Ditemukan 3 dokumen yang sesuai dengan query
cover
Rima Diah Pramudyawati
"Badan Penyelesaian Sengketa World Trade Organization (WTO) memenangkan Uni Eropa (UE) dalam sengketa DS592: Indonesia-Measures Relating to Raw Materials. Sebagai tanggapan terhadap keputusan ini, Indonesia mengajukan banding ke Badan Banding WTO. Namun, karena Badan Banding tidak berfungsi, banding tersebut berujung pada situasi 'appeal into the void'. Untuk mengatasi kekosongan ini, UE mengadopsi Regulation (EU) No. 2021/167, yang mengizinkan UE untuk menerapkan sanksi perdagangan terhadap negara lain meskipun laporan Panel belum final. Penelitian ini menggunakan metode yuridis normatif, dengan melakukan analisis mendalam terhadap Regulation (EU) 2021/167, Section 301 Amerika Serikat, dan Law 14.353/2022 Brasil. Tujuan utama dari penelitian ini adalah untuk mengkaji strategi antisipasi yang dapat diambil oleh Indonesia ketika UE memberlakukan sanksi perdagangan berdasarkan Regulation (EU) No. 2021/167. Kesimpulan penelitian ini menegaskan bahwa sebagai negara berdaulat, Indonesia memiliki hak untuk mengajukan sengketa perdagangan melalui mekanisme DSB di WTO, terlepas dari kondisi Badan Banding yang tidak berfungsi. Selain itu, pemerintah Indonesia dapat mempertimbangkan untuk merumuskan peraturan yang memungkinkan tindakan retaliasi guna melindungi kepentingan perdagangan dan ekonomi nasional, sambil tetap mematuhi aturan WTO.

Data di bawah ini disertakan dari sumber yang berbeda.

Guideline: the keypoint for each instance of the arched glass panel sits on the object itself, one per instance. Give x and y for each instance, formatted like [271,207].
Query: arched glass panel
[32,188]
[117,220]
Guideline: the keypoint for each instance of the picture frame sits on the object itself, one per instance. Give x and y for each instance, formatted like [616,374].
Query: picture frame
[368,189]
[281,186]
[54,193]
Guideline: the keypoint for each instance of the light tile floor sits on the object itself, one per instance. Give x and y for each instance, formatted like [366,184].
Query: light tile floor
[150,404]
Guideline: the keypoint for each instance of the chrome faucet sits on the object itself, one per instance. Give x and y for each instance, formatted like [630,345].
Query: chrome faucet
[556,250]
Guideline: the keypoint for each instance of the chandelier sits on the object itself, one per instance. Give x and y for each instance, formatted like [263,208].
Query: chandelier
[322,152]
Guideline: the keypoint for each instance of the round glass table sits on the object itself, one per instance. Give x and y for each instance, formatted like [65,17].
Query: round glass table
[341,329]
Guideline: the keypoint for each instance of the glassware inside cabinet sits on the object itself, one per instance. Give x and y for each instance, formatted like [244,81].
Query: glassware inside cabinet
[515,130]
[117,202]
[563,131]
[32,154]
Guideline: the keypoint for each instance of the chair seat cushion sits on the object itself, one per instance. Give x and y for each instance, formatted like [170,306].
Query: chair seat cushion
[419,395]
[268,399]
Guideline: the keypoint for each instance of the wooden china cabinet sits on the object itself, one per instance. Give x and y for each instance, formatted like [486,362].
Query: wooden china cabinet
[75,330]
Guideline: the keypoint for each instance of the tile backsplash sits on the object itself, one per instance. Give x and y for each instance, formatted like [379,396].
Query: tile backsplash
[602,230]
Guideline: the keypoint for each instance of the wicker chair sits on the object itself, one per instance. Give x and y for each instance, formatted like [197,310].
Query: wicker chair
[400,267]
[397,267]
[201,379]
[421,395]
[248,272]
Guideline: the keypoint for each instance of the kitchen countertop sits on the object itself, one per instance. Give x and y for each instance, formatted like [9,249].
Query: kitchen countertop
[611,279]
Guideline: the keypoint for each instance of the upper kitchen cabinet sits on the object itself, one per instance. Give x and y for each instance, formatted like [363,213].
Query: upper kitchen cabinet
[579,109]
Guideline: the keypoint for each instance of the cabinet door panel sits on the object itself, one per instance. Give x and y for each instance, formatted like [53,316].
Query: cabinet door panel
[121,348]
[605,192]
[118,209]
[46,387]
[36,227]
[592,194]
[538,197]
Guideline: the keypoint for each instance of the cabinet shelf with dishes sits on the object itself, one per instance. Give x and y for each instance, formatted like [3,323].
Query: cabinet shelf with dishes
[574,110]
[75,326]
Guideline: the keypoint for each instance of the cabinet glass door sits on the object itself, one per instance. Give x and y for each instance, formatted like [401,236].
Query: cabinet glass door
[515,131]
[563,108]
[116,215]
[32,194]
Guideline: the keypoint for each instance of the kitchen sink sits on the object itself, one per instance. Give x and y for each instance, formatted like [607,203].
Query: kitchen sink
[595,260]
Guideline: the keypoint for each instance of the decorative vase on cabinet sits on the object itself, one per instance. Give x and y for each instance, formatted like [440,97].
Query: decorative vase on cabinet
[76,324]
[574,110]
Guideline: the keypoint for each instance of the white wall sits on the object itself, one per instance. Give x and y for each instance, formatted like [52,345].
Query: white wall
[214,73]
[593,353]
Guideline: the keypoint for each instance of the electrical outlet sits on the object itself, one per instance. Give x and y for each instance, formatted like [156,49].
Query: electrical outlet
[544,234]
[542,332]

The World Trade Organization (WTO) Dispute Settlement Body won over the European Union (EU) in the DS592: Indonesia-Measures Relating to Raw Materials dispute. In response to this decision, Indonesia appealed to the WTO Appellate Body. However, because the Appellate Body was not functioning, the appeal ended up in an 'appeal into the void' situation. To address this gap, the EU adopted Regulation (EU) no. 2021/167, which allows the EU to apply trade sanctions against other countries even though the Panel's report is not final. This research uses normative juridical methods, by conducting an in-depth analysis of Regulation (EU) 2021/167, Section 301 of the United States, and Law 14.353/2022 of Brazil. This research aims to examine the anticipatory strategies that Indonesia can take when the EU imposes trade sanctions based on Regulation (EU) No. 2021/167. The conclusion of this research confirms that as a sovereign country, Indonesia has the right to submit trade disputes through the DSB mechanism at the WTO, regardless of the condition of the Appellate Body which is not functioning. In addition, the Indonesian government could consider formulating regulations that allow retaliation actions to protect national trade and economic interests, while still complying with WTO rules."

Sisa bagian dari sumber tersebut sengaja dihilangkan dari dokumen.